Powers get_user_location_context with venue preferences
Enables venue-based offer filtering

Offer Node

Current Properties:

Offer {
  offer_id: string,
  title: string,
  points: int,
  start: date,
  end: date,
  priority: int,
  venue_type: string  // Added in Phase 1 fixes
}

Phase 2 Additions:

Offer {
  // ... existing properties ...

  // Offer Stacking Rules
  stackable: boolean,               // Can this offer be combined with others?
  max_stacks_per_transaction: int,  // Max times this offer can apply in one transaction
  incompatible_offers: [string]     // List of offer_ids that conflict with this one
}

Migration Strategy:

// Set defaults for existing offers
MATCH (o:Offer)
SET o.stackable = COALESCE(o.stackable, true),
    o.max_stacks_per_transaction = COALESCE(o.max_stacks_per_transaction, 1),
    o.incompatible_offers = COALESCE(o.incompatible_offers, [])

Benefits:

Powers optimize_offer_activation with stacking rules
Prevents invalid offer combinations

Relationship Enhancements

PURCHASED Relationship

Current Properties:

User -[:PURCHASED {
  times: int,
  qty: int,
  first: datetime,
  last: datetime,
  timestamps: [datetime]
}]-> Product

Phase 2 Additions:

User -[:PURCHASED {
  // ... existing properties ...

  // Spending Analytics
  total_spent: float,        // Total dollars spent on this product
  avg_price_per_unit: float, // Average price per unit
  min_price: float,          // Lowest price paid
  max_price: float,          // Highest price paid
  price_trend: string        // "stable", "increasing", "decreasing"
}]-> Product

Migration Strategy:

// Initialize with mock data (replace with real transaction data)
MATCH (u:User)-[p:PURCHASED]->(prod:Product)
SET p.total_spent = COALESCE(p.total_spent, p.qty * 5.0),  // Mock: $5 per unit
    p.avg_price_per_unit = COALESCE(p.avg_price_per_unit, 5.0),
    p.min_price = COALESCE(p.min_price, 4.5),
    p.max_price = COALESCE(p.max_price, 5.5),
    p.price_trend = COALESCE(p.price_trend, 'stable')

Benefits:

Powers track_spending_patterns with accurate spending data
Enables price trend analysis in get_product_details_enhanced

VISITED Relationship

Current Properties:

User -[:VISITED {
  times: int,
  first: datetime,
  last: datetime,
  total_spent: float
}]-> Retailer

Phase 2 Additions:

User -[:VISITED {
  // ... existing properties ...

  // Visit Pattern Analytics
  dates: [datetime],         // Array of visit timestamps for frequency analysis
  avg_basket_size: float,    // Average dollars spent per visit
  preferred_day_of_week: int // 0=Sunday, 6=Saturday (most common visit day)
}]-> Retailer

Migration Strategy:

// Initialize with calculated/mock data
MATCH (u:User)-[v:VISITED]->(r:Retailer)
SET v.dates = COALESCE(v.dates, [v.last]),
    v.avg_basket_size = COALESCE(v.avg_basket_size, v.total_spent / v.times),
    v.preferred_day_of_week = COALESCE(v.preferred_day_of_week, 6)  // Default to Saturday

Benefits:

Powers get_user_location_context with visit frequency calculations
Enables shopping pattern insights

SIMILAR Relationship (Products)

Current:

Product -[:SIMILAR {
  score: float,
  version: int
}]-> Product

Phase 2 Note: This relationship already exists with the score property needed for get_product_details_enhanced.
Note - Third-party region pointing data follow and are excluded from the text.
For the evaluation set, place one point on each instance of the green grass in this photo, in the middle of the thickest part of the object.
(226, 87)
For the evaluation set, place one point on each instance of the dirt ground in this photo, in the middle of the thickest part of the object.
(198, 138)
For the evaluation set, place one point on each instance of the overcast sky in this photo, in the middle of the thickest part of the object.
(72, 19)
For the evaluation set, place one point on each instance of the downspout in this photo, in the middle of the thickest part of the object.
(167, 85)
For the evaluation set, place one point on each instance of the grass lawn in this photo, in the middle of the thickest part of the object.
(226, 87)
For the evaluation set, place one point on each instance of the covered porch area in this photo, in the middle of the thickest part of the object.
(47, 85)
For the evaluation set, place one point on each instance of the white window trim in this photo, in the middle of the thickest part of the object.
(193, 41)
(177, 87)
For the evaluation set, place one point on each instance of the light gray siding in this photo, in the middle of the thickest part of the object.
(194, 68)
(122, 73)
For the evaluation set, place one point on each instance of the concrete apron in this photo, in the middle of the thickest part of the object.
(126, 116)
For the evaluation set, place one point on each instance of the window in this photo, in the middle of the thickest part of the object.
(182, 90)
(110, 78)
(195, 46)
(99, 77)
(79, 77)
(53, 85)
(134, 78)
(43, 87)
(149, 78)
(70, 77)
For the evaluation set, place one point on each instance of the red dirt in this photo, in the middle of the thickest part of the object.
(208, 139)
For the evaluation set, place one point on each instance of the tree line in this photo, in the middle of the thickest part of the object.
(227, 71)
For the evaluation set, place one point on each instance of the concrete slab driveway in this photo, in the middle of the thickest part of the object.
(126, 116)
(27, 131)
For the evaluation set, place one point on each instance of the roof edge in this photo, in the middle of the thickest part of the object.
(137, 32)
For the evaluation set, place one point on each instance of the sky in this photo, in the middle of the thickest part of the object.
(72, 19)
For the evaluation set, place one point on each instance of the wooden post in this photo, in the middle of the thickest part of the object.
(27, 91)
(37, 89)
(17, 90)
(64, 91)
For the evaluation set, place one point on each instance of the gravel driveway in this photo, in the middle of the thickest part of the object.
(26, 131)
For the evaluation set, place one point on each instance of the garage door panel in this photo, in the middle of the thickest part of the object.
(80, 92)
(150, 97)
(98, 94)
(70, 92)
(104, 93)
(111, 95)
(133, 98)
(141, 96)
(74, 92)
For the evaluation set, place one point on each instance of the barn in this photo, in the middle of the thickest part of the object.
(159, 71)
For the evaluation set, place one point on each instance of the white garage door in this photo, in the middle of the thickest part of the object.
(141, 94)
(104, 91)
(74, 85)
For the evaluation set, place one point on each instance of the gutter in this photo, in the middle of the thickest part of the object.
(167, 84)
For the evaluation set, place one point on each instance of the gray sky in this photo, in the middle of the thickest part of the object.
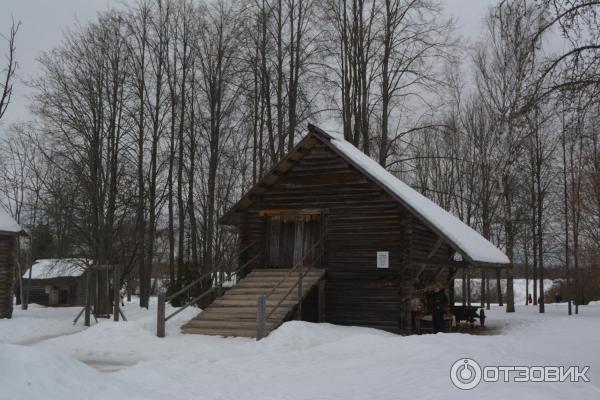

No changes required.

New Nodes

Household Node

Purpose: Group users into households for shared shopping analysis

Household {
  household_id: string,           // Unique household identifier
  member_count: int,              // Number of household members
  combined_monthly_budget: float  // Optional budget tracking
}

Creation Strategy:

// Example: Create households based on shared zip codes (simplified)
MATCH (u:User)
WITH u.zip AS zip, collect(u) AS users
WHERE size(users) > 1
CREATE (h:Household {
  household_id: 'HH_' + zip,
  member_count: size(users),
  combined_monthly_budget: 1000.0
})
WITH h, users
UNWIND users AS user
CREATE (user)-[:MEMBER_OF {
  role: 'primary_shopper',  // or 'secondary_shopper'
  joined_date: date()
}]->(h)

Benefits:

Powers get_household_context with household member relationships
Enables shared preference analysis
Supports multi-user shopping optimization

New Relationships

MEMBER_OF (User → Household)

User -[:MEMBER_OF {
  role: string,         // "primary_shopper", "secondary_shopper"
  joined_date: date,    // When user joined household
  contribution_pct: int // Percentage contribution to household shopping (0-100)
}]-> Household

SIMILAR_TO (User → User)

Purpose: Pre-computed user similarity for collaborative filtering

User -[:SIMILAR_TO {
  similarity_score: float,  // 0.0-1.0 similarity measure
  common_products: int,     // Count of shared purchased products
  computed_date: date       // When similarity was last calculated
}]-> User

Computation Strategy:

// Find similar users based on shared product purchases
MATCH (u1:User)-[:PURCHASED]->(p:Product)<-[:PURCHASED]-(u2:User)
WHERE u1.user_id < u2.user_id  // Avoid duplicates
WITH u1, u2, count(DISTINCT p) AS common_products
WHERE common_products >= 5  // Minimum overlap threshold

// Calculate Jaccard similarity
MATCH (u1)-[:PURCHASED]->(p1:Product)
WITH u1, u2, common_products, count(DISTINCT p1) AS u1_products
MATCH (u2)-[:PURCHASED]->(p2:Product)
WITH u1, u2, common_products, u1_products, count(DISTINCT p2) AS u2_products
WITH u1, u2, common_products, u1_products + u2_products - common_products AS union_products
WITH u1, u2, common_products, toFloat(common_products) / toFloat(union_products) AS similarity_score
WHERE similarity_score >= 0.3  // Minimum similarity threshold

CREATE (u1)-[:SIMILAR_TO {
  similarity_score: similarity_score,
  common_products: common_products,
  computed_date: date()
}]->(u2)

Benefits:

Powers get_community_insights with similar user discovery
Enables get_collaborative_recommendations improvements
Supports discover_new_products with community trends

Maintenance:

Re-compute periodically (weekly/monthly) as purchase patterns change
Consider indexing on similarity_score for fast queries

STACKS_WITH (Offer → Offer)

Purpose: Define which offers can be combined

Offer -[:STACKS_WITH {
  max_combined_points: int  // Maximum points when both offers are active
}]-> Offer

CONFLICTS_WITH (Offer → Offer)

Purpose: Define mutually exclusive offers

Offer -[:CONFLICTS_WITH]-> Offer

Benefits:

Powers optimize_offer_activation with stacking logic
Prevents invalid offer combinations

Migration Checklist

Immediate (No Breaking Changes)

Add default boolean values to Product nodes (organic, vegan, etc.)
Add venue_type to Retailer nodes with default “grocery”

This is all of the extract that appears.